Determining the Allocation of Physical Computers to the Nodes
When we map the disk space needed to node processes running on the hardware, a general guideline would be to start with two copysets. Each copyset would own half the data (approximately 26 GB) and each copyset would be configured with at least two nodes for redundancy (where each node would have to hold the full amount of data owned by that copyset). As a result, on each copyset, you would have two copies of the data for redundancy.
Here is how this would map to four node processes (where each node process would be run on a separate computer):
Copyset1
Node = 26 GB
Node = 26 GB
Copyset2
Node = 26 GB
Node = 26 GB
After adding a multiplier (Free Space Factor times node data size) = approximately 52 GB.
Apply the multiplier to ensure that there is enough free disk space. A general guideline is to double all of these numbers to have approximately 52 GB on each node.
However, there is no strict guideline for the amount of RAM needed based on the amount of data.
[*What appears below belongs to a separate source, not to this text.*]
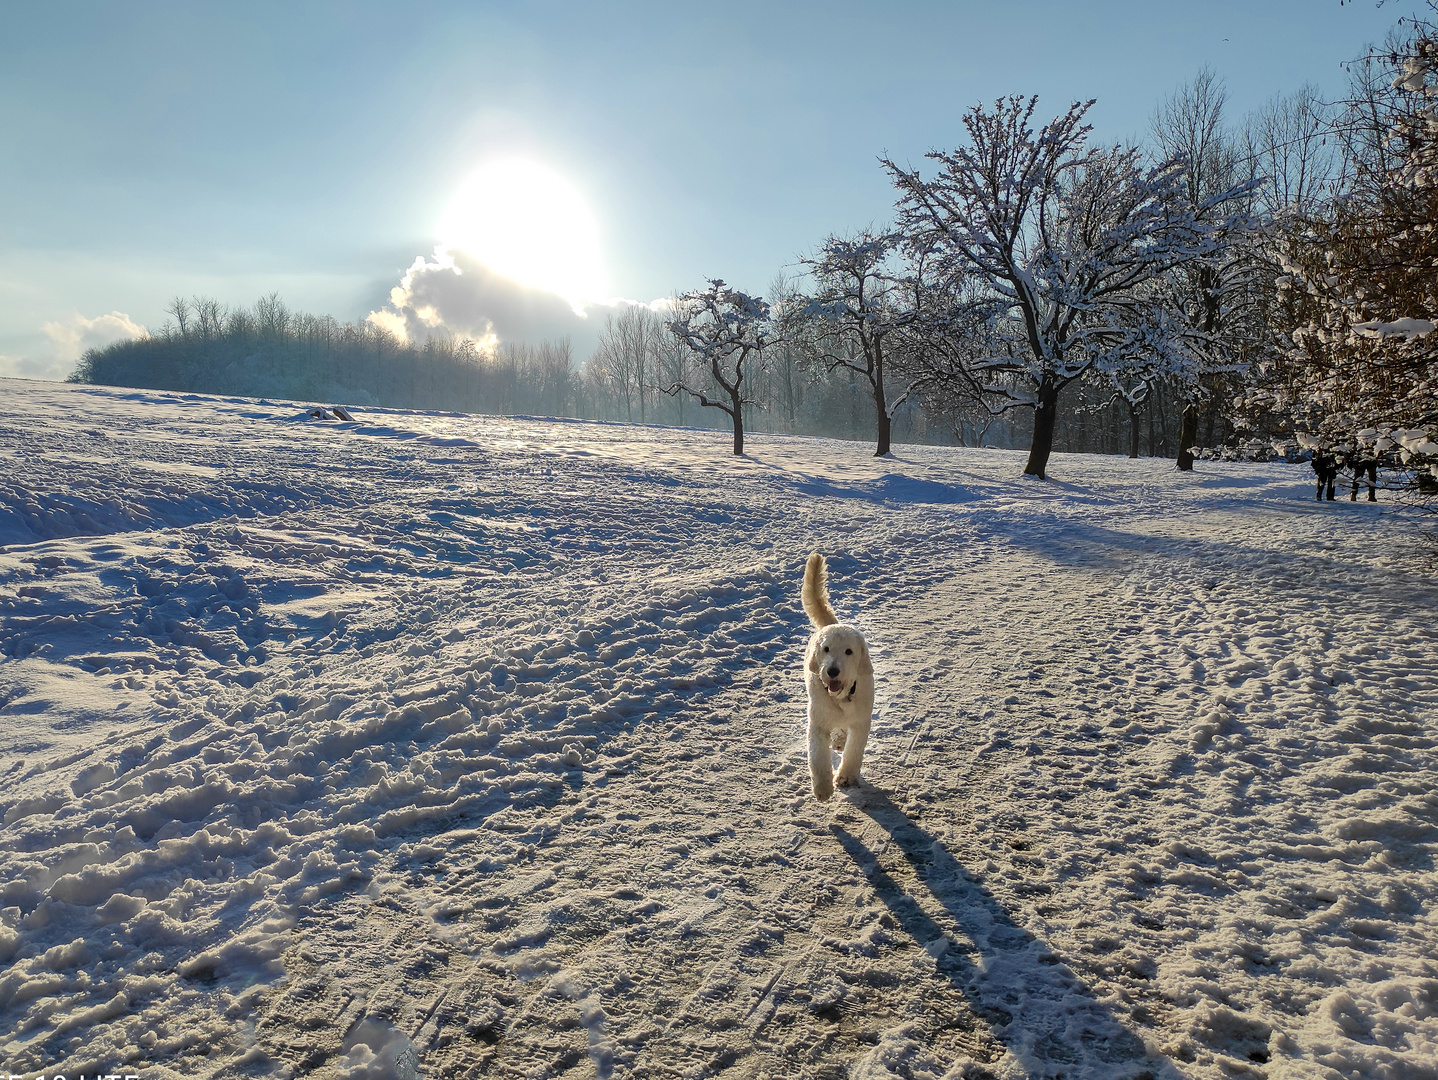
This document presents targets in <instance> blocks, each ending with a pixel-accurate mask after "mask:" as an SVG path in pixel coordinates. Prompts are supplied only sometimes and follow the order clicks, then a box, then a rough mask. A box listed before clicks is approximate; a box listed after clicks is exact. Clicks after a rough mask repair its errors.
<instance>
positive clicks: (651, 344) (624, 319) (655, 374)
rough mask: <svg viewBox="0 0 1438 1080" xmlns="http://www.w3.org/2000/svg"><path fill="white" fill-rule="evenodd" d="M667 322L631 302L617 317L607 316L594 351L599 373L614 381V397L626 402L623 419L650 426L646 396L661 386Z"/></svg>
mask: <svg viewBox="0 0 1438 1080" xmlns="http://www.w3.org/2000/svg"><path fill="white" fill-rule="evenodd" d="M663 335H664V319H663V318H661V316H660V315H659V314H657V312H656V311H653V309H651V308H646V306H644V305H638V303H628V305H626V306H624V308H621V309H620V312H618V315H613V314H610V315H605V316H604V329H603V331H600V342H598V347H597V348H595V354H594V362H595V364H597V365H598V371H600V372H603V374H604V377H607V378H608V380H611V381H613V384H614V387H613V390H614V395H615V397H617V398H618V400H621V401H623V403H624V418H626V420H634V413H636V407H637V410H638V421H640V423H641V424H643V423H647V420H649V417H647V414H646V404H647V403H646V397H647V395H649V394H651V393H653V388H654V385H656V384H657V383H659V351H660V342H661V338H663Z"/></svg>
If there is available RAM, it would be used for caching. In this case, given that nearly all the data must be able to fit in RAM on each node, you can opt for 32 GB or 64 GB of RAM on each of the nodes.
Similarly, you can opt for an SSD that can account for the data and free space, such as a 256 GB SSD on each computer.
Remember that every node must hold the amount of data held by the copyset. After determining the size of a node, the next step is to decide how many nodes you want in a copyset. The number of nodes depends on how many replicas of data you want to maintain and how many copysets you want to have in the data grid.
After you have an estimate about the number of nodes and replicas of data, you can use the following formula to determine the number of nodes in a data grid:
Total number of nodes in the data grid = Number of copysets * number of replicas in a copyset
However, you can provision them that way for optimal read performance depending on read access patterns by the application.